HyperLoRA: Parameter-Efficient Adaptive Generation for Portrait Synthesis
Mengtian Li, Jinshu Chen, Wanquan Feng, Bingchuan Li, Fei Dai, Songtao Zhao, Qian He
TL;DR
HyperLoRA presents a parameter-efficient, zero-shot approach to personalized portrait synthesis by generating LoRA weights through an adaptive plug-in network. It operating in a low-dimensional linear LoRA space and explicitly decomposes LoRA into a Base-LoRA (background and clothing) and an ID-LoRA (identity) component, enabling strong identity fidelity while maintaining editability. A multi-stage training regime—Base-LoRA warm-up, CLIP-guided ID-LoRA, and ID embedding fine-tuning—minimizes overfitting and leverages frozen encoders (CLIP ViT and AntelopeV2) to preserve realism. Empirical results on a portrait-focused dataset demonstrate that HyperLoRA offers superior fidelity with competitive editability and supports multi-input and interpolation capabilities, all without online fine-tuning, delivering practical zero-shot personalized portrait generation with high realism.
Abstract
Personalized portrait synthesis, essential in domains like social entertainment, has recently made significant progress.

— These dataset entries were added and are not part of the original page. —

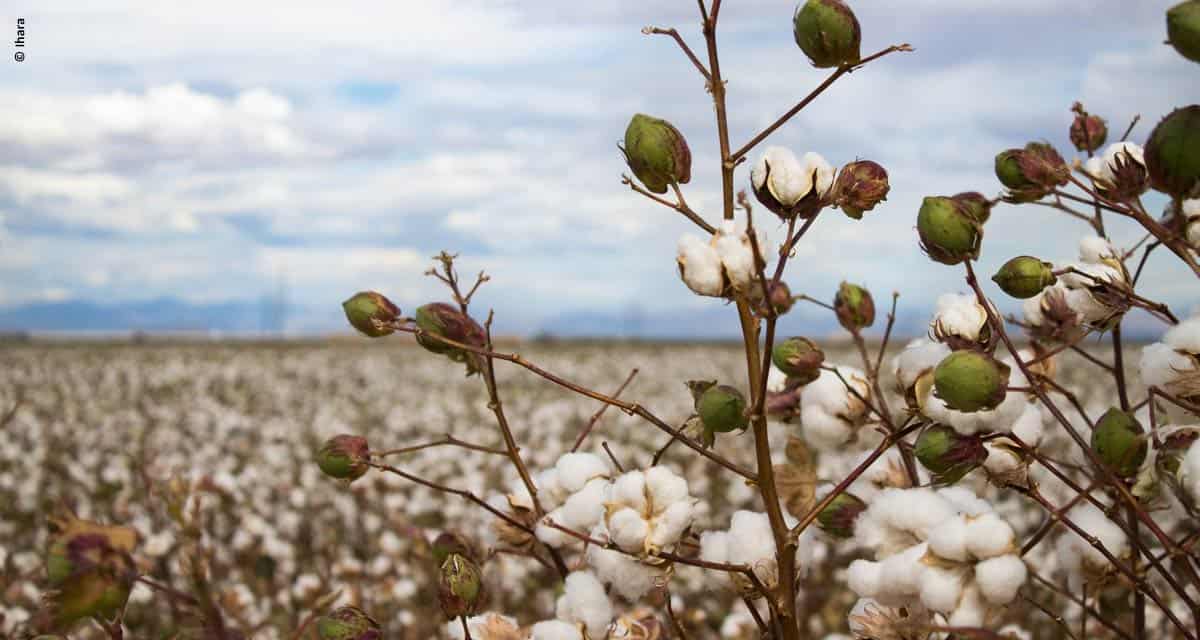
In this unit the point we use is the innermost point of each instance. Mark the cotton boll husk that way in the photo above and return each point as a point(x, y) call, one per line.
point(988, 536)
point(478, 624)
point(789, 181)
point(1093, 249)
point(714, 546)
point(917, 357)
point(1029, 426)
point(665, 488)
point(949, 540)
point(815, 163)
point(941, 588)
point(1162, 364)
point(971, 609)
point(628, 530)
point(965, 501)
point(575, 470)
point(700, 265)
point(553, 629)
point(629, 490)
point(1000, 460)
point(670, 525)
point(1000, 578)
point(1189, 472)
point(900, 573)
point(582, 510)
point(585, 600)
point(628, 578)
point(822, 431)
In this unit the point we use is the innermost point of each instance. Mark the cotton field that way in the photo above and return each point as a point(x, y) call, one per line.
point(207, 450)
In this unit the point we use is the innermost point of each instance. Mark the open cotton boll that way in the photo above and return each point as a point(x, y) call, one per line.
point(670, 525)
point(900, 573)
point(484, 627)
point(628, 578)
point(582, 510)
point(965, 501)
point(1000, 578)
point(1029, 426)
point(585, 602)
point(949, 540)
point(971, 609)
point(941, 588)
point(555, 629)
point(700, 265)
point(575, 470)
point(989, 536)
point(958, 316)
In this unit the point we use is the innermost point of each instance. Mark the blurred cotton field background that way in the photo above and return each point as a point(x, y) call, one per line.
point(108, 429)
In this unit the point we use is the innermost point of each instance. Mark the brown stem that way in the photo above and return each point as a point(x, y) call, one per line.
point(599, 413)
point(791, 113)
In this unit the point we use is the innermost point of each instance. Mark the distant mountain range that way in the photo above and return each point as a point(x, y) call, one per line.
point(171, 315)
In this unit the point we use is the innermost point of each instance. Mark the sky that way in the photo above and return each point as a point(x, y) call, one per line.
point(216, 151)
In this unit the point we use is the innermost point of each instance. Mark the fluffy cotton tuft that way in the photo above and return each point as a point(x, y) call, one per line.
point(958, 316)
point(555, 629)
point(585, 602)
point(1000, 578)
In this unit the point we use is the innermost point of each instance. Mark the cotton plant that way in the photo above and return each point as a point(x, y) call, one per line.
point(945, 550)
point(922, 504)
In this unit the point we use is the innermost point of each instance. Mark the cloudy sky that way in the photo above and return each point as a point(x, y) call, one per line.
point(208, 151)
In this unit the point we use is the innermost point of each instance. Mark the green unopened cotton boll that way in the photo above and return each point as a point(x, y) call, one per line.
point(1173, 154)
point(460, 587)
point(348, 623)
point(371, 313)
point(828, 33)
point(798, 358)
point(90, 568)
point(721, 408)
point(853, 306)
point(345, 456)
point(971, 381)
point(948, 234)
point(1183, 29)
point(947, 454)
point(657, 153)
point(1119, 441)
point(839, 516)
point(1025, 276)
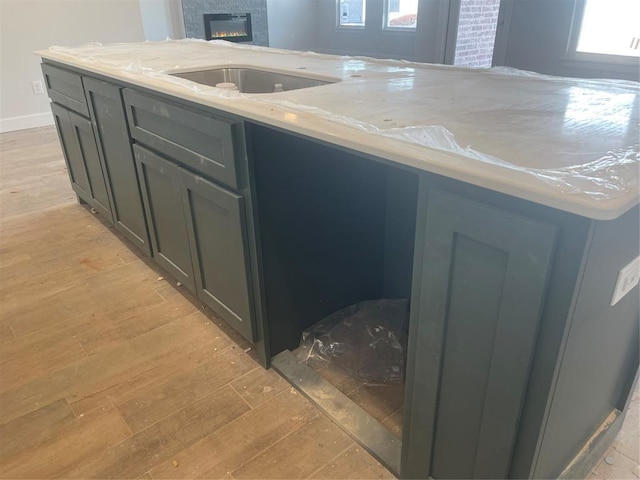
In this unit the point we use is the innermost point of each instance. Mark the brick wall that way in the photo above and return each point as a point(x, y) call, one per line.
point(476, 32)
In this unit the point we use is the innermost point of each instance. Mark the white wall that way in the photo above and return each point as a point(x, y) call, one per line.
point(28, 25)
point(162, 19)
point(533, 35)
point(293, 24)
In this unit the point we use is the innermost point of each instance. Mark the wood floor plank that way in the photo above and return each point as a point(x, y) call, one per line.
point(28, 431)
point(259, 386)
point(299, 454)
point(233, 445)
point(143, 451)
point(94, 296)
point(151, 405)
point(155, 371)
point(84, 436)
point(106, 369)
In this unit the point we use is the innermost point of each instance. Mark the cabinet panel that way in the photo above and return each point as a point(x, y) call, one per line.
point(65, 88)
point(107, 113)
point(193, 138)
point(165, 214)
point(72, 153)
point(89, 153)
point(215, 223)
point(482, 285)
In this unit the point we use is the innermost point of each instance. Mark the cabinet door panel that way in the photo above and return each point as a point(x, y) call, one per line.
point(215, 222)
point(481, 292)
point(89, 152)
point(107, 113)
point(199, 140)
point(72, 153)
point(65, 88)
point(165, 214)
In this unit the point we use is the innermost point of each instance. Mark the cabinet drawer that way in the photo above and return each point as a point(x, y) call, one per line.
point(200, 141)
point(65, 87)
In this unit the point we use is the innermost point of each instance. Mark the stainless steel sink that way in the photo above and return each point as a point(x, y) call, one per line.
point(249, 80)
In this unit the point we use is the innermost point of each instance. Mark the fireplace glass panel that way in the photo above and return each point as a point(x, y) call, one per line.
point(228, 26)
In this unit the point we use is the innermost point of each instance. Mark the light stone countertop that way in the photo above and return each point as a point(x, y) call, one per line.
point(571, 144)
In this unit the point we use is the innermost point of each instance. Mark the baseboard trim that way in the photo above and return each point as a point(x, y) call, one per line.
point(24, 122)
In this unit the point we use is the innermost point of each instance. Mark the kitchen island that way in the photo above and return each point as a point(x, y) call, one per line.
point(502, 204)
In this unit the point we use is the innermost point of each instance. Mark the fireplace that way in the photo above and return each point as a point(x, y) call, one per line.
point(234, 27)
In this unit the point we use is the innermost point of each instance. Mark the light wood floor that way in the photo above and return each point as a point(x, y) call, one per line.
point(107, 371)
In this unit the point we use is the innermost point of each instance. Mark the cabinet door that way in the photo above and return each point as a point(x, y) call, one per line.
point(110, 123)
point(216, 228)
point(89, 153)
point(72, 153)
point(479, 289)
point(165, 214)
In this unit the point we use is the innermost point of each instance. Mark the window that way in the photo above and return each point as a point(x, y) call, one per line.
point(609, 27)
point(401, 14)
point(351, 13)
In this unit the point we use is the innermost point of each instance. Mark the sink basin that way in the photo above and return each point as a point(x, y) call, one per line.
point(249, 80)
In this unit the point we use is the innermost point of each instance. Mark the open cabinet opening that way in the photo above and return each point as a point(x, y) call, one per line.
point(337, 236)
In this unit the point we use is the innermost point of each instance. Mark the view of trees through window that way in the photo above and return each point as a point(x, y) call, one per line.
point(401, 13)
point(610, 27)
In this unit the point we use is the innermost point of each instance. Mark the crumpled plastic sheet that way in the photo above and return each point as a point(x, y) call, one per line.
point(598, 110)
point(366, 340)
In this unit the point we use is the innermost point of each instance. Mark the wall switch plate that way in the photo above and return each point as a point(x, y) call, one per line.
point(627, 279)
point(38, 88)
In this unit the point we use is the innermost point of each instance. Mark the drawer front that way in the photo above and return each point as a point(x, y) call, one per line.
point(65, 87)
point(200, 141)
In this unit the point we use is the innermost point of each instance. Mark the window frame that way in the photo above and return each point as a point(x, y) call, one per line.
point(351, 27)
point(385, 17)
point(573, 56)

Person-wise fine-tuning based methods, such as LoRA and DreamBooth, can produce photorealistic outputs but need training on individual samples, consuming time and resources and posing an unstable risk. Adapter based techniques such as IP-Adapter freeze the foundational model parameters and employ a plug-in architecture to enable zero-shot inference, but they often exhibit a lack of naturalness and authenticity, which are not to be overlooked in portrait synthesis tasks. In this paper, we introduce a parameter-efficient adaptive generation method, namely HyperLoRA, that uses an adaptive plug-in network to generate LoRA weights, merging the superior performance of LoRA with the zero-shot capability of adapter scheme. Through our carefully designed network structure and training strategy, we achieve zero-shot personalized portrait generation (supporting both single and multiple image inputs) with high photorealism, fidelity, and editability.